After a moment had passed, Daw said, “Yes?”

“Captain, can these men hear us?”

“Of course.”

“Would you send them away? Just for a minute?”

“They could still hear us, if we stay on general band. If you have something private you wish to say, switch to my own band.”

He watched as she fumbled with the controls cm the forearm of her suit. One of the crewmen glided skillfully toward her to help, but she waved him away. Her voice came again. “Have I got you, Captain?”

“Yes.”

“I just wanted to tell you that I’m sorry I said what I did. You’ve been a friend to my husband and me, I know. I’m very tired.”

Daw said, “I understand.”

“Captain, I’ve been thinking. Will you mind if I ask some questions? I realize it may be silly, but if I don’t at least try—”

“Certainly.”

“That cyberneticist—Lieutenant Polk. You asked him to find out—” She hesitated. Then, “I’m sorry, I can’t think of the words.”

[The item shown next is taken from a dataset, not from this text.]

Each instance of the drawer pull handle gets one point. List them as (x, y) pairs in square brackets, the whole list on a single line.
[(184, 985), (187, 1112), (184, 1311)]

“I asked him to find out for me what the numbers in the operating registers of this ship’s computer were. To put it another way, I asked him to find out the answer—in raw form at least—of the last computation they performed.”

“Is that possible? I would think their numbers would be all different—like Roman numbers or something, or worse. I asked him about it—a few hours ago when you went back to Gladiator—and he explained to me that whatever he found would just be ones and zeros—”

“Binary notation,” Daw said.

“Yes, binary notation, because it isn’t really numbers, you can’t have real numbers inside a machine because they’re not physical, but just things turned on or off; but I don’t see what good knowing it—just one, one, one, zero, zero, zero, like that—will do you if you don’t know how they’d be used when they came out of the machine. Captain, I know you must think I don’t know what I’m talking about, but I did have to take some mathematics . . . even if I wasn’t very good at it.” The transmission ended in a whisper of despair.

“I know you’re worried about your husband,” Daw said. “We’re looking for him, as you know. I’ve got parties out. I shouldn’t have included him among the searchers— that was a mistake, and I’m—”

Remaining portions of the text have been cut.